Alterra specializes in industrial outdoor space, owning more than 100 properties in 27 states.

The partnership “can provide the real estate portfolio, market expertise, and capital required to activate a nationwide real estate network of transfer points, enabling Embark to remain asset-light,” Sam Abidi, Embark’s chief commercial officer, said in a statement.

It’s the second such partnership between a self-driving trucking company and real estate developer unveiled in a month.

In February, TuSimple reached an agreement with Hillwood, a commercial and industrial real estate company led by Ross Perot Jr., to develop a 1 million-square-foot facility in Fort Worth, Texas. The building will be outfitted to TuSimple’s specifications to be an origin-and-destination hub.

As much as the two partnerships appear similar on the surface, they illustrate the distinct go-to-market approaches companies are forging in the autonomous trucking space.

Some companies, such as TuSimple, believe in dock-to-dock operations that are conducted entirely under autonomous control, with no humans ever involved in the transportation task. TuSimple commenced driverless testing between Phoenix and Tucson, Ariz., in late December.

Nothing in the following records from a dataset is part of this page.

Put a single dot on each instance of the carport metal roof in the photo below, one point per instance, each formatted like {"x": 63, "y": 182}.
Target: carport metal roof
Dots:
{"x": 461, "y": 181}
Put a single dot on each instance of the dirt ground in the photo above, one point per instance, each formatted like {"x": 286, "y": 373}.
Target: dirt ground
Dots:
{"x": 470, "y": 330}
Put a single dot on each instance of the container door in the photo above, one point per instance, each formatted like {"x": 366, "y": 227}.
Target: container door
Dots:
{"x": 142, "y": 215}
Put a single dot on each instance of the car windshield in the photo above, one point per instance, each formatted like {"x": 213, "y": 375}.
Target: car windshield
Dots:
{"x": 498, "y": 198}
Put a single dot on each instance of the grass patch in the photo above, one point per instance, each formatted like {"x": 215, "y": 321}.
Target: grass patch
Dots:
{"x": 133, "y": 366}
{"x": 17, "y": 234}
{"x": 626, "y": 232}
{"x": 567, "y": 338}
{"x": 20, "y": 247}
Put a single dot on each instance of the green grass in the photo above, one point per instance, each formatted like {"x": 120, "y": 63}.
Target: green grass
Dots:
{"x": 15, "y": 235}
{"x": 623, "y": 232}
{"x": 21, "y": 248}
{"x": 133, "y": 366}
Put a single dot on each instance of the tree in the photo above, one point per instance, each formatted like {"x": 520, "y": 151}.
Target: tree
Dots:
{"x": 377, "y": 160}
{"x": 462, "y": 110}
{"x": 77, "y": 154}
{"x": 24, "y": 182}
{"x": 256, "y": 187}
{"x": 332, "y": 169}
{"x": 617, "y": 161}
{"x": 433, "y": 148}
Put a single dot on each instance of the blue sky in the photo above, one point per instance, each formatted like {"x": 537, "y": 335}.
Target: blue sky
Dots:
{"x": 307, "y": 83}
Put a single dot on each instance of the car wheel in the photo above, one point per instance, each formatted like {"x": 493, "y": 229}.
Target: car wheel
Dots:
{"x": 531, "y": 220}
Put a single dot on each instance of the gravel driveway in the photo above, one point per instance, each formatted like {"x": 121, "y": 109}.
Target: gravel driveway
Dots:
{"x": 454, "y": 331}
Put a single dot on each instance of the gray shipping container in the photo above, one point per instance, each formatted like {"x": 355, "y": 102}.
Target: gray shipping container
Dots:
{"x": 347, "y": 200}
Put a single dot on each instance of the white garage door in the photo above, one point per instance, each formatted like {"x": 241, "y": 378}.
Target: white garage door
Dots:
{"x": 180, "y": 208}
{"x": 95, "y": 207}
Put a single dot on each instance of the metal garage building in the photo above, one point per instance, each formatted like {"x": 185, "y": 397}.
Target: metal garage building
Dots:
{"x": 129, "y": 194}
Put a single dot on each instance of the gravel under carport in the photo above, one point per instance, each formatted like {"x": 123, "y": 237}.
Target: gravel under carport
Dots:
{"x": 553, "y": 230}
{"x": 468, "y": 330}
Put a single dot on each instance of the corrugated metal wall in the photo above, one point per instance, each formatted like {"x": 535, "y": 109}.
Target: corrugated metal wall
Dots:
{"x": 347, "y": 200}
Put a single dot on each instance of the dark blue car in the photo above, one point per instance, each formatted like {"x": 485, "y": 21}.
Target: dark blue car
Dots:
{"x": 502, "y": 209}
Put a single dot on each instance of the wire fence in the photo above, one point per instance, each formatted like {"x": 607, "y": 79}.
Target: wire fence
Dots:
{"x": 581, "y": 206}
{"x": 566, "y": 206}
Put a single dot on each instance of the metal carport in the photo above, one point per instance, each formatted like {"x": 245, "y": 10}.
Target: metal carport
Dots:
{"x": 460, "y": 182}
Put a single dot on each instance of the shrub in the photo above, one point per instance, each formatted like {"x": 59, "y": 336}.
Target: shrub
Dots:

Others, such as Embark, believe that autonomous operations will evolve more gradually, with self-driving systems handling highway driving, then pulling over at transfer points so humans can slide behind the wheel and drive trucks on more complicated surface streets to their final destinations.

In September, Embark partnered with Ryder to identify as many as 100 locations where transfer hubs would make strategic sense to support a coast-to-coast network.

In the near term, Embark and Alterra want to find turnkey sites that require minimal development costs. Over time, the two companies say, they may investigate other types of structures and further consider a business model that would allow Alterra to charge for spaces on a per-use basis.

Beyond the properties already in its portfolio, Alterra says it intends to utilize up to $1.5 billion in a discretionary private equity fund to acquire “dozens” more sites across the U.S. that would be “AV ready,” including in major markets such as Los Angeles, Dallas and Atlanta.

Embark and just about every other self-driving truck company has eyed early operations across a southern swath of the U.S. for both business and operational factors. A substantial percentage of the U.S. freight market moves via Interstate 10, which runs from Los Angeles to Jacksonville, Fla., and sunny and warm weather will be more conducive to the operational thresholds of current self-driving technology.

“Industrial outdoor storage as an asset class has yet to be institutionalized, making it difficult for tenants with specific and nationwide real estate needs, like Embark, to systematically access a network of suitable sites,” Leo Addimando, managing partner of Alterra Property Group, said in the statement.

That uncertainty has been one key question mark hanging over Embark and others pursuing a business model based on transfer hubs. With commercialization two years away, Embark appears to have taken a step toward solving that logistical puzzle.